In diesem Zusammenhang ist dem Bundesasylamt vorzuwerfen, dass es die Angaben der Beschwerdeführung nicht in ihrer Gesamtheit beurteilte, sondern lediglich einzelne Fragen herausnahm, welche die beschwerdeführende Partei nicht zu beantworten wusste:
Das Bundesasylamt hat dabei auch nicht ins Kalkül gezogen, dass es sich bei der beschwerdeführenden Partei um eine Person niedrigsten Bildungsstandes handelt. Die beschwerdeführende Partei gab im Rahmen der Ersteinvernahme an, Analphabetin zu sein.
Darüber hinaus war die beschwerdeführende Partei sehr wohl in der Lage, Fragen, den christlichen Glauben betreffend - auf zwar sehr naive Weise - zu beantworten und wäre das Bundesasylamt gehalten gewesen, die gesamten von der beschwerdeführenden Partei gegebenen
Antworten Beweis zu würdigen:
In diesem Sinne gab die Beschwerdeführerin folgende nicht unrichtige
Antworten:
"Am Karfreitag tragen alle Leute schwarz, am Ostersonntag gingen die Leute in die Kirche und schreien Halleluja. Am Karfreitag wird um Jesus getrauert, er starb um Ostern herum, ich weiß nicht genau wann. Jesus wurde gekreuzigt, ich weiß aber nicht von wem. Jesus musste sterben für die Sünden der Menschen;
F: Warum schreit man am Ostersonntag Halleluja in der Kirche?
A: Weil die Leute glücklich sind, weil Jesus auferstanden ist.
Die Mutter von Jesus ist Maria
F: Bekommt man in der Kirche Brot oder ähnliches zu essen?
A: Die Kommunion.
F: Was ist die Kommunion?
A: Wenn jemand getauft werden soll, dann bekommt er etwas mit Zucker und Honig in den Mund, sein Kopf wird ihm gewaschen. Wenn jemand alles über Gott weiß, dann bekommt er die Kommunion.
F: Bekamen sie auch die Kommunion?
A: Ja, als ich klein war.
F: Wie oft bekamen sie die Kommunion in der Kirche?
A: Jeden Sonntag bekam ich die Kommunion in den Mund.
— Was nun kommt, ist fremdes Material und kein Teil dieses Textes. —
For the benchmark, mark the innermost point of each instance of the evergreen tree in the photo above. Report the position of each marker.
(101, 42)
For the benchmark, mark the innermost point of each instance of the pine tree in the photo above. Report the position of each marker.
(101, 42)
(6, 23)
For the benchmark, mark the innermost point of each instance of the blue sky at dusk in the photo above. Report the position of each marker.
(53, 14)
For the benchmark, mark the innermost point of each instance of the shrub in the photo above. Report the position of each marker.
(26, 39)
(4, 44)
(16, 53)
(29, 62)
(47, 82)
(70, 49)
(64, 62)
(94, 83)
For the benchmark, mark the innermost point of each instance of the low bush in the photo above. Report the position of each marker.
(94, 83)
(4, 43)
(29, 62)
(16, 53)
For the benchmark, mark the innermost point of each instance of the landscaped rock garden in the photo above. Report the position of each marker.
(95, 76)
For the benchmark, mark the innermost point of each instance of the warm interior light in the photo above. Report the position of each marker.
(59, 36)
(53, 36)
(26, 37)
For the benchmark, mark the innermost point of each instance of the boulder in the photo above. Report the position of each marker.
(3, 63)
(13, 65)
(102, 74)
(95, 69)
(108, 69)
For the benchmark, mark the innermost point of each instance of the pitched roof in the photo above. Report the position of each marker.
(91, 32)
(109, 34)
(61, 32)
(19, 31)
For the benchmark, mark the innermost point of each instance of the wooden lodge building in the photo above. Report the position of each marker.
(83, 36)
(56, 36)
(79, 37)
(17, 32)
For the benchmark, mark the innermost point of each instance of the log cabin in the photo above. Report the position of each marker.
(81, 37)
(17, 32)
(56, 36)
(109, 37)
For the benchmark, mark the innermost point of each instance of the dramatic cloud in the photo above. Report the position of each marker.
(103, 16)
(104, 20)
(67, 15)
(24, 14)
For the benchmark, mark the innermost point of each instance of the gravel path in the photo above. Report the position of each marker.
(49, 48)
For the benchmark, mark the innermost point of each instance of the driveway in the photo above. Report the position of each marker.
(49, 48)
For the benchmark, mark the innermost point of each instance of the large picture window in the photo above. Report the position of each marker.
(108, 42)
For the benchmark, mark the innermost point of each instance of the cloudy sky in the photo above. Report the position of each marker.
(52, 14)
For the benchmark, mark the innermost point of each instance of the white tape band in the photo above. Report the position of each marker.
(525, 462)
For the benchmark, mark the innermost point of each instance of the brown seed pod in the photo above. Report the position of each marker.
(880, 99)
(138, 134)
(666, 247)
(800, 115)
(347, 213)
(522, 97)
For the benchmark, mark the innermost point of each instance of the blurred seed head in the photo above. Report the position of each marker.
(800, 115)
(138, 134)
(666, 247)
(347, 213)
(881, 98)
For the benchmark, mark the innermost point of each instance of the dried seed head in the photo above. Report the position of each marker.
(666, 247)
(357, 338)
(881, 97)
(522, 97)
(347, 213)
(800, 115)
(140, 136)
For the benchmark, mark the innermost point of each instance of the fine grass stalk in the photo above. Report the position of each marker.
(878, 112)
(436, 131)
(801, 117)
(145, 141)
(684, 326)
F: Was symbolisiert die Kommunion?
A: Einen Segen bedeutet das.
Von einer völligen Unwissenheit der Beschwerdeführerin kann, den christlichen Glauben betreffend, keine Rede sein.
Die Beschwerdeführerin hat in diesem Zusammenhang ausdrücklich angeführt,:
" Die Moslems kämpften gegen die Christen", und "die Moslems bringen die Christen überall um" und zielt dieses Vorbringen nicht darauf ab, dass die Verfolgung vor dem Hintergrund der Ausübung des christlichen Glaubens erfolgte, sondern vor dem Hintergrund der Zugehörigkeit zum christlichen Glauben. Das Bundesasylamt jedoch stellte auf ersteres ab, indem es ausführte "ist es auch nicht glaubhaft, dass sie tatsächlich den christlichen Glauben ausüben und ist es auch nicht möglich, dass ihr in Nigeria wegen ihres Glaubens Gefahr droh"t.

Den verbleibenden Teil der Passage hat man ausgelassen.